Reviving an old thread to post some pics of my latest Chicago-style pie. I've been a fan of the style for a long time, but have only recently starting making my own.
Hey, that crust is a beauty! Mind sharing the recipe? We use a ceramic deep dish stone and have trouble getting anything besides a cracker-like crust. Maybe I'm not using enough butter?
Sure, here's the recipe I've been making. I made it again last night and it was the best yet. Third time's the charm, I guess.
KAAP = King Arthur All-Purpose flour; all the ingredient proportions are in weights and baker's percentages.

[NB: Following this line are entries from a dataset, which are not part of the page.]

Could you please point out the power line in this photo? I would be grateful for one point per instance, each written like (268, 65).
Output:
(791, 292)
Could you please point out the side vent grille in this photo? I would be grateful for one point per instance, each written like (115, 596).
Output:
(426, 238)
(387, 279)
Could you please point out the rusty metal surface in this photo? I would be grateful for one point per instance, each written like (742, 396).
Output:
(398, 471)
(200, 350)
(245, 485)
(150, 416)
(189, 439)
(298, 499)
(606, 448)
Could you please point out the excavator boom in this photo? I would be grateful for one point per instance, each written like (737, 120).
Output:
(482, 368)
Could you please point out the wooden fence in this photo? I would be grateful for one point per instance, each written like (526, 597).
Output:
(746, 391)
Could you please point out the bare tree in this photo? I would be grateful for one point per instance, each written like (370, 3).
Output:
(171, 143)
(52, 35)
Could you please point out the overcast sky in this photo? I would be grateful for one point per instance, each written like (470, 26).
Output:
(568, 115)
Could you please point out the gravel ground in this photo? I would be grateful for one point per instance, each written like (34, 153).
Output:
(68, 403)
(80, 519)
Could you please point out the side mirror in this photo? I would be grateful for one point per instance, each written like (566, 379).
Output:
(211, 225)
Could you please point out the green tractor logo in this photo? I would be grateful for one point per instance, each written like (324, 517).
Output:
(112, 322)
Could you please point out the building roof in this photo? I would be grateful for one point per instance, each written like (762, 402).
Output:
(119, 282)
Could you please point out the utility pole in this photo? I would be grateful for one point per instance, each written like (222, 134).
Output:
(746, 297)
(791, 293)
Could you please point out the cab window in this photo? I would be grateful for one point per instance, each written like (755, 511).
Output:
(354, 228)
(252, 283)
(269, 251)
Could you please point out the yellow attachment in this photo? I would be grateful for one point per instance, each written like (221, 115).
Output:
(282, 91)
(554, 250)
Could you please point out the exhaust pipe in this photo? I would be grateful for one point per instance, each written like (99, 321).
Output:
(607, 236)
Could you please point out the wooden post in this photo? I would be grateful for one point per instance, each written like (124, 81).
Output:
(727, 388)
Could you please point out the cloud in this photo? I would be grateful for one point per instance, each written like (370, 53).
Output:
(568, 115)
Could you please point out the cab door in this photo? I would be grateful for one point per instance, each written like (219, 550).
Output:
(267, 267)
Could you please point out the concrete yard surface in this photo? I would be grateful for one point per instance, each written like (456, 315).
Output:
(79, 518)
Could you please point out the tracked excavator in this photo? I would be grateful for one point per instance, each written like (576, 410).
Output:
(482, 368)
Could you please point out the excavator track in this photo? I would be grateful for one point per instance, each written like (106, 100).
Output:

DoughFlour (80% KAAP, 20% semolina) (100%): 7.3 oz (5.75 oz KAAP, 1.45 oz semolina)
Water (45.2%): 3.3 oz
IDY (.50%): .34 tsp
Kosher salt (1%): .07 oz (scant 1/2 tsp)
Sugar (1.4%): .10 oz
Corn oil (14%): 1.0 oz
Olive oil (classic, not EVOO) 4.2%): .50 oz
Butter, melted (3%): .20 oz
Total weight: around between 12.50 - 12.55 oz
Mix all ingredients until they just come together and knead by hand for about 1 minute. Form into a dough ball and place in well-oiled bowl. Cover with plastic wrap and let rise in a warm area of the kitchen for 2-3 hours. Then, place in the refrigerator and let the dough do a cold rise over night.
Take the dough out of the refrigerator about two hours prior to baking the pizza. Preheat oven to 450 degrees F at least 30 minutes to baking the pizza.
Oil the pizza pan and place the dough ball inside. Flatten the dough and work it so that it covers the entire bottom of the pan. Crimp the dough hard at the sides of the pan so that it comes up the sides 1.5 inches.
Dress the pizza starting with a layer of sliced mozzarella. Then layer with raw italian sausage, drained 6-in-1 tomatoes, a dried Italian herb blend, some sprinkles of red pepper flakes, and grated parmesan.
Bake pizza on the bottom rack of the oven until the crust is golden brown. If the top isn’t as browned as you’d like, move the pizza to an upper oven rack for the last 20 minutes of baking.